In the context of HRI, the human can be in the learning loop by way of varying types of inputs, such as providing feedback via a GUI (e.g., by button or mouse clicks). Alternatively, the feedback can be delivered more naturally, via emotions, gestures and speech. Therefore, this category comprises two subcategories: (1) explicit feedback, when the feedback is direct, provided through an interface such as ratings, and labels; (2) implicit feedback, if the human feedback is spontaneous behavior or reactions such as non-verbal cues and social signals. The terms “explicit feedback” and “implicit feedback” are adopted from Schmidt [99]’s “implicit interaction” study in human-computer interaction. For a quick summary of the studies, see Table 1.

5.1.1. Explicit Feedback

In the explicit feedback approach, the feedback of the human teacher is given by direct manipulations and generally through an artificial interface. The human teacher observes the agent’s actions and environment states and subsequently provides feedback to the agent through a graphical user interface (GUI) or through the robot’s (touch) sensors. In this approach, the feedback from the human teacher is noiseless and direct in the form of numerical values provided via a button, a Graphical User Interface (GUI), or through the robot’s touch sensors. In general, the main purpose of the interaction is to teach the robot to do something in this category. Unlike the explicit feedback category, in the implicit feedback category, the majority of studies include a social scenario such as robot tutoring, robots supporting the human in a game, etc. The studies under this category are [4,26,29,30,44,52,53].

5.1.2. Implicit Feedback

Human social signals are widely used as reward in social human-robot interaction. The most commonly used signals are human emotions, as these have a great influence on decision-making [103]. Computational models of emotions have been studied by many researchers as part of the agent’s decision making architecture, by modelling the RL agents with emotions or incorporating human emotions as an input to the learning process. As an example, Moerland et al. [104] surveyed RL studies focusing on agent/robot emotions. Since emotions also play an important role in communication and social robots [7], there exist various studies considering these aspects for RL and social robotics. In the implicit feedback approach, the agent learns from spontaneous natural behavior and reactions of the interactant, i.e., emotions, speech, gestures, etc.

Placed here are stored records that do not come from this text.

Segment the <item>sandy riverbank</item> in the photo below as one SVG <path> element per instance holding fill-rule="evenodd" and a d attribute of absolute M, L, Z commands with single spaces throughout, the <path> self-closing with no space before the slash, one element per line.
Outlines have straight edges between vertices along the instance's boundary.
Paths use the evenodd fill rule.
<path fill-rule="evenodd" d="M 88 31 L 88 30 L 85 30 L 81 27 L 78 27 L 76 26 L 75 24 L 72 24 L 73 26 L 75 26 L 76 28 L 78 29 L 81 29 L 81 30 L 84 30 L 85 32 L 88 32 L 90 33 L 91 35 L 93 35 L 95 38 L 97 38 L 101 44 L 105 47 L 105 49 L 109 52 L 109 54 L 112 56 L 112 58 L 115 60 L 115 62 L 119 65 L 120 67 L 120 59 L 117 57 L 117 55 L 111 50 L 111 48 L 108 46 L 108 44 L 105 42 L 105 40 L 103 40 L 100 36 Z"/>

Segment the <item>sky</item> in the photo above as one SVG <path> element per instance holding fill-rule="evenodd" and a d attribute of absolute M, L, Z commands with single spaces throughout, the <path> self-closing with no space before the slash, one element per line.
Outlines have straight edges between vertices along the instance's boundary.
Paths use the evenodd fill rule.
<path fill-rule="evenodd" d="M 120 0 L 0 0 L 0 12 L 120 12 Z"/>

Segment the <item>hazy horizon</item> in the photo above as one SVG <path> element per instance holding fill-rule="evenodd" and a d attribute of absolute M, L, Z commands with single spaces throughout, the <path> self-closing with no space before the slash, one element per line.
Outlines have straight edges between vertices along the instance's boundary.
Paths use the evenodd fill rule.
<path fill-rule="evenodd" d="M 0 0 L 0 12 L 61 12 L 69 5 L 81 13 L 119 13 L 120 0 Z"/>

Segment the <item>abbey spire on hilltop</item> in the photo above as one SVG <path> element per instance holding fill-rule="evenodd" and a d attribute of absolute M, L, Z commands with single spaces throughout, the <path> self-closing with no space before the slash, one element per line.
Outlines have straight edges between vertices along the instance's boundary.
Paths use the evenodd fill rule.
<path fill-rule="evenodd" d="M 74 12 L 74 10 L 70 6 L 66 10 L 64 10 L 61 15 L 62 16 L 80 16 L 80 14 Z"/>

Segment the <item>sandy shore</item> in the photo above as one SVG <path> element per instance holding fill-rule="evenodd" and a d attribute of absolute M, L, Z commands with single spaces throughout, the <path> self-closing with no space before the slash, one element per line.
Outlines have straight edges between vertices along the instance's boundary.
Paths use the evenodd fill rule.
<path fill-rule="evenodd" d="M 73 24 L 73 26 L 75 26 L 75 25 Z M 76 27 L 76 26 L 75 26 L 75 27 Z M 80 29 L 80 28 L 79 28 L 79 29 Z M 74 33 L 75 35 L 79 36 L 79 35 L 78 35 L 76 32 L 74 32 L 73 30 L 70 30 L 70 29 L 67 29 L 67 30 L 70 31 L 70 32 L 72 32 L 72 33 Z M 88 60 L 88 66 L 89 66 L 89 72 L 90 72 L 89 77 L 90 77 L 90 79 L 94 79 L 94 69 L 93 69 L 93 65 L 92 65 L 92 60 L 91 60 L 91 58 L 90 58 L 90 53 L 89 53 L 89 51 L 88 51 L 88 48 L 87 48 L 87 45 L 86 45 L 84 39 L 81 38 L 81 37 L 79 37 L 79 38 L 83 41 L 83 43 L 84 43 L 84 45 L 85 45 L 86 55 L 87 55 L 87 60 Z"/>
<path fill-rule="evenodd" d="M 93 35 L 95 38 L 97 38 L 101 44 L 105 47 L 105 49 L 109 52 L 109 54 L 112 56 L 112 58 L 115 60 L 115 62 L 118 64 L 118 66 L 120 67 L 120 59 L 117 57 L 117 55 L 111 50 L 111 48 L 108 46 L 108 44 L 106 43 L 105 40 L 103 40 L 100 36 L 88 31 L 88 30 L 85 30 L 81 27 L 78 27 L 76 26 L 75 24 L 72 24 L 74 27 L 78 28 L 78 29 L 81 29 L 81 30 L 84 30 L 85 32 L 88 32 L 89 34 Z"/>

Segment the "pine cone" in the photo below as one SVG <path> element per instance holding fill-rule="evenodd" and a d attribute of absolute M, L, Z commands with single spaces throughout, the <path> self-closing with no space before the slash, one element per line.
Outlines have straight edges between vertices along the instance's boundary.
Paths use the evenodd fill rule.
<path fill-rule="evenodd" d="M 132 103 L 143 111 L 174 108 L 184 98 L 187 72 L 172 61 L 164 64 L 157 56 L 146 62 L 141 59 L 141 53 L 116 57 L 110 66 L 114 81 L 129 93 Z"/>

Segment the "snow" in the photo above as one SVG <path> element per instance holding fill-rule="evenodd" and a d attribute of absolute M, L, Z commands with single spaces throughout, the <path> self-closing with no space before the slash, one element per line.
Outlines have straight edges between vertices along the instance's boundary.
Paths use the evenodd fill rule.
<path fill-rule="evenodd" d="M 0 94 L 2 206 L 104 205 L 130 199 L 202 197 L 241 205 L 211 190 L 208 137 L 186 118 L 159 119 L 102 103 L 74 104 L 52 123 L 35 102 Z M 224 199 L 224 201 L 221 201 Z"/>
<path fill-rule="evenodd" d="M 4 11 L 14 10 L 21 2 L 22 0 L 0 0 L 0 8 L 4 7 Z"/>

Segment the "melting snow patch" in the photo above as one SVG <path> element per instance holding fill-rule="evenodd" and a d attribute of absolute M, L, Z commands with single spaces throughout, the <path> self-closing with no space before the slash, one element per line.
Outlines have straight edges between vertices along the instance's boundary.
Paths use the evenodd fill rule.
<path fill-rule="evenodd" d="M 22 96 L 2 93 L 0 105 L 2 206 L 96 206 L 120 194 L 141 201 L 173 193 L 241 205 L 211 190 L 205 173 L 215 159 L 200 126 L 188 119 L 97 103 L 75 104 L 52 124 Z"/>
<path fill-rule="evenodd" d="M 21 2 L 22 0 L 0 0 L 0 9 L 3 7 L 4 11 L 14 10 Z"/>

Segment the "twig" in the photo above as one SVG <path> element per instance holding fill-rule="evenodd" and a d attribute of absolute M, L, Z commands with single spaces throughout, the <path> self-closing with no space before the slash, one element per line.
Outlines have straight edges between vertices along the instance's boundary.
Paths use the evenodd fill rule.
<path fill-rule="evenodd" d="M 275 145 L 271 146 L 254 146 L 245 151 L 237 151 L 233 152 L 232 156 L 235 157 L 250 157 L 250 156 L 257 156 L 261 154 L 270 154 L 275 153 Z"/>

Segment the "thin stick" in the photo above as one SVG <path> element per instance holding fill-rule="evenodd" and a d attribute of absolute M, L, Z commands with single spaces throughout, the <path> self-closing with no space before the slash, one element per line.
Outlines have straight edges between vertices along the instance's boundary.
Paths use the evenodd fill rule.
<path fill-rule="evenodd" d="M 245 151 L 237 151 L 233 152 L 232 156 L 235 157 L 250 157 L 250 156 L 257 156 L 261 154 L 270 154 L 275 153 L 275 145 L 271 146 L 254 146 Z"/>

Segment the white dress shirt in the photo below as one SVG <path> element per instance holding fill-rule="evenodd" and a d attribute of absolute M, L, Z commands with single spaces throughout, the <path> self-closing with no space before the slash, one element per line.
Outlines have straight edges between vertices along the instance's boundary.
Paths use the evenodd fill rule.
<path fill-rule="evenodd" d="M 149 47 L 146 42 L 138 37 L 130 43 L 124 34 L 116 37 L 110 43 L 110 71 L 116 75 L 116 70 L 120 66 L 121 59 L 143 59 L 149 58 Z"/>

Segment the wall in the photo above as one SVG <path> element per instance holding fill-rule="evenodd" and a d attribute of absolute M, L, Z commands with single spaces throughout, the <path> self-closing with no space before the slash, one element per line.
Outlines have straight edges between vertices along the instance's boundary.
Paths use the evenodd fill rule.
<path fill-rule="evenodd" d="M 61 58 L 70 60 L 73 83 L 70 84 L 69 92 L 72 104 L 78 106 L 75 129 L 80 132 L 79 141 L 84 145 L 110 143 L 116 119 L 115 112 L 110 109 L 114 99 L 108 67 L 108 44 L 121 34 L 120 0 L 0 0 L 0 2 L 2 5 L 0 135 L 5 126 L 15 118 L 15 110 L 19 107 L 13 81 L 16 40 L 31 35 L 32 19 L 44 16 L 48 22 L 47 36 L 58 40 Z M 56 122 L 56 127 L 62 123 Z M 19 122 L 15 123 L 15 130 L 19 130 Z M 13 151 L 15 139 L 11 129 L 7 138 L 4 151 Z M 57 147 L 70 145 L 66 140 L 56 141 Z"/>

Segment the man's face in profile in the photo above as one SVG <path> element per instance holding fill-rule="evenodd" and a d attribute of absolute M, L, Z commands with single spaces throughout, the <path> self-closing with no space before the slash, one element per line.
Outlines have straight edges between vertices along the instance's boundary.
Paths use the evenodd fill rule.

This type of feedback is noisy and indirect. In other words, in this approach, human feedback requires pre-processing and the quality of the feedback depends on the perception and recognition algorithms being used. Unlike explicit feedback, the implicit feedback is not provided directly through an interface. Instead, the human’s emotions or verbal instructions serve as reward or guidance signals. The studies in this category are [28,31,32,45,50,55,56,57,59,68,90,91,100,101,102].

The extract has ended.